Reference should be made to the FPFTL for the criteria under which these filings may be required (article 3-3, 4(i), 13 (i) ).  NKs mainly carrying out a business of investing in marketable securities or where solicitation for investment is made for a relatively large number of investors may be subject to these rules.

Practical reporting requirements

As a practical matter the NK members will still have to include income arising from their NK interests in their corporate or individual tax returns compliant with the tax law.  Therefore it would often be preferable for the NK to draw up its accounts for a period that coincides with the accounting period of the majority of its members under a basis from which it is straightforward to calculate taxable income.  Accordingly it is common for an NK Contract to include a requirement to prepare financial records under Japanese GAAP.

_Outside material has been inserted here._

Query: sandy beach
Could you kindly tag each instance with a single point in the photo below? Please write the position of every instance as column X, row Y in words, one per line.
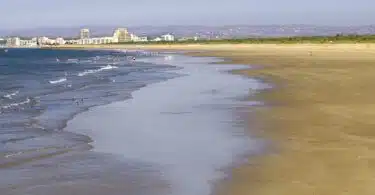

Nin’i kumiai investor accounting

As a financial investment, an investor’s interest in an NK Contract is in principle subject to the ‘Financial Products Accounting Standard’ and its related ‘Guidelines’ applicable to financial products (in Japanese these are the ‘ 金融商品会計基準’ or ‘kinyuu shouhin kaikei kijun’ and the ‘金融商品会計事務指針’ or ‘kinyuu shouhin kaikei jimu houshin’ – links in Japanese).

When accounting for such NK interests as a financial asset or as a deemed marketable security under the FPOFTL,  net gains or losses from the underlying operations of the NK would be treated as income or expense in the investor’s profit and loss account.  The interest in the NK is also subject to period end impairment or valuation considerations similar to other investments.  This method is called the ‘Net Method’ (in Japanese the ‘純額法’ or ‘jungakuhou’).

However, while the above Net Method accounting treatment can often be applied, the accounting for the NK investment should reflect the underlying economic reality of the transaction and two further accounting treatments that may better reflect such economic reality can also be adopted.  These treatments, which match the treatments allowed for the recognition of NK income tax purposes discussed here, are as follows:

The ‘Gross Method’ (in Japanese the ‘総額法’ or ‘sougakuhou’):  The investors share of the underlying assets and liabilities and income and expenses of the NK are fully grossed up in the investor’s balance sheet and profit and loss account, following applicable Japanese GAAP principles for each accounting line item concerned.  Effectively this treatment is very similar to consolidation, albeit without the recognition of minority interest.

The ‘Compromise Method’:  As the name suggests, this method is a compromise between the Net Method and the Gross Method.  Only items in the investor’s profit and loss account are grossed up.  The NK interest is shown on one line of the balance sheet as an investment.

Consolidation of interests in a nin’i kumiai

An investor in an NK should also consider whether or not he has an obligation to fully consolidate the underlying activities of the NK.

The scope of entities covered by the Japanese accounting standards and related guidelines relating to consolidation include not only subsidiary and affiliated companies but also partnerships.  An NK investor should examine their rights under the NK Contract and consider whether they meet the ‘Control Standard’ or ‘Influence Standard’ thresholds defined for accounting consolidation purposes under Japanese GAAP.

The Japanese accounting standards board has also issued specific consolidation standards to apply to defined ‘Investment Business Partnerships’ (in Japanese ‘投資事業組合’ or ‘toushi jigyou kumiai’).  These rules (the ‘Handling of the Practical Application of the Control and Influence Standards to the Investment Business Partnerships’ – link in Japanese) recognize that in assessing whether consolidation is required then not only the decision making authority attributable to the investor from his rights under the NK Contract should be considered, but also the extent to which an investor may bear economic gain or loss from the NK should be taken into account.  The existence of this standard implies that these matters should also be considered when looking at other NK contracts.

Finally, if the assets of the NK include shares in a company, consideration should also be given to whether the Control or Influence Standards for consolidation are met when applied at the company level.